Идол с Качей жили по соседству друг с другом (и с Олегом), оба с незапамятных времен без отцов, у обоих матери – уборщицы в одной и той же школе, только Качина мать всех называет сыночками, а Идолова все время на каком-то надрыве, норовит замахнуться тряпкой. Один глаз у нее вставной, и когда она орет и замахивается, он безнадежно смотрит в небо, как бы выдавая истинное состояние ее души. Может быть, поэтому она дома ходила с пустой глазницей.

И то сказать, что и жизни у нее с Качиной матерью очень разные, – Кача вон и зарабатывает, и за водой бегает вместо ведер с флягами литров по тридцать, а Идол только «пьет из нее кровь». Кача с матерью хотя живут тоже не бог знает в каком домишке, но где надо, побелено, где надо, покрашено – даже уютно. А Идолова халупа блиндажом выдавливается из земли, вся обтекаемая, как батискаф, из-за многочисленных обмазок глиной, а на плоской крыше разбросаны куски шифера и толя, придавленного обломками кирпичей. Кача все это перекрыл бы в два счета.

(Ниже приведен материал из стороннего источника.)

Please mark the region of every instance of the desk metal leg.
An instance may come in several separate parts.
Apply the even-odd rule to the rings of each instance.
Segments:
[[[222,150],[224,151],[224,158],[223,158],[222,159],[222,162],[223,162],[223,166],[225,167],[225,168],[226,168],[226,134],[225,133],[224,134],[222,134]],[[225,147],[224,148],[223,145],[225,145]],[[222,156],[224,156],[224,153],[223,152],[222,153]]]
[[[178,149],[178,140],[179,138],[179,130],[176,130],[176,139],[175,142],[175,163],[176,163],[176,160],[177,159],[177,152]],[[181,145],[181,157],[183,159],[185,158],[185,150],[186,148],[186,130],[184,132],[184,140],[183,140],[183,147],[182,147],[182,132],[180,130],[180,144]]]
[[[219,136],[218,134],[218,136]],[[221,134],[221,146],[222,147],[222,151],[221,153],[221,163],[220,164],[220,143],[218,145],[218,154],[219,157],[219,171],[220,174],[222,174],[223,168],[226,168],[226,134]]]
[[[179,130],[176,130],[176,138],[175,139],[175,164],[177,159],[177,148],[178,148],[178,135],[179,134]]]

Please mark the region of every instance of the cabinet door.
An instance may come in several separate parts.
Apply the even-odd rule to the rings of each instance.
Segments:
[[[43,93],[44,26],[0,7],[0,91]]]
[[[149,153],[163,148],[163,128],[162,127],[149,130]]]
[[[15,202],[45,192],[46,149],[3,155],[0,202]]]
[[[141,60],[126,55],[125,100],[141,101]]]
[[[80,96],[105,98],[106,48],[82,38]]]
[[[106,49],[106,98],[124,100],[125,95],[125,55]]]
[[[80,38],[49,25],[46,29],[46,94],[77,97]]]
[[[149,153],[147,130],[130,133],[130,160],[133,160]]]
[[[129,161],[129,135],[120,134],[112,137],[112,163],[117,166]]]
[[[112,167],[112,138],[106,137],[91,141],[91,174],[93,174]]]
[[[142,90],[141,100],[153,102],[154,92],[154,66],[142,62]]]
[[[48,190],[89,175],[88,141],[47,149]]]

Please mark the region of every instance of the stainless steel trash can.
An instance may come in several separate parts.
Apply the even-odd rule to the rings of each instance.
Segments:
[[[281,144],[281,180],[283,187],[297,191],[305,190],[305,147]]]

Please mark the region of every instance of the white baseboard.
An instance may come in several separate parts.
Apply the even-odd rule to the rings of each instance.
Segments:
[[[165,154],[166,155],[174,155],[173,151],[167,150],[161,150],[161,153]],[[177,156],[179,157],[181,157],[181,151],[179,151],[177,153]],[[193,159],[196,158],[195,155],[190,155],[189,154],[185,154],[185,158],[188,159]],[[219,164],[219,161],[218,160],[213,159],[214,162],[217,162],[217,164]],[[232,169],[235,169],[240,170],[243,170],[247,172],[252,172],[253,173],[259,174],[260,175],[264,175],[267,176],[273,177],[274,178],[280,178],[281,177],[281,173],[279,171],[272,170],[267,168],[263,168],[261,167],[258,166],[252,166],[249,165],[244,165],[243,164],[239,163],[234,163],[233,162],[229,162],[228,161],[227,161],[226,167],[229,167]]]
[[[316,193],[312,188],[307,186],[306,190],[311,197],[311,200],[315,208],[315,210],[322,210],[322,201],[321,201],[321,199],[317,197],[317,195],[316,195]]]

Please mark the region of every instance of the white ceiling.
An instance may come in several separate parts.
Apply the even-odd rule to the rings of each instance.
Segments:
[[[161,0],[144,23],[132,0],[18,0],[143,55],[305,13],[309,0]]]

А Идол с утра отправляется на школьный двор и тщательно выбирает обломок штакетины – без сучков, а потом целый день складным ножом с рукояткой в форме бегущей лисички тщательно выстругивает грузинский кинжал. Он ювелирно отделывает грани и поднимает голову, только когда кто-нибудь проходит мимо. И все, встречаясь с его удивительно спокойным взглядом, отводят глаза. Олег, когда надо, бывало, бежать за водой, всегда с неудовольствием вспоминал, что придется пройти мимо Идола. С виду Идол его не замечал, но у Олега росло неприятное предчувствие, что Идол уже давно его приметил.

– Хоть бы за водой сходил... идол! – с безнадежной остервенелостью кричит из-за ограды мать.

– Иди в ж..., косая падла, – все-таки вполголоса отвечает Идол и внимательно смотрит вдоль лезвия кинжала.

Однако у Олега всегда такое чувство, что мать тоже не совсем права, что сразу обзывает его идолом, не дожидаясь, покуда он откажется. Даже идолу нужно оставить возможность выбора, быть Идолом или человеком.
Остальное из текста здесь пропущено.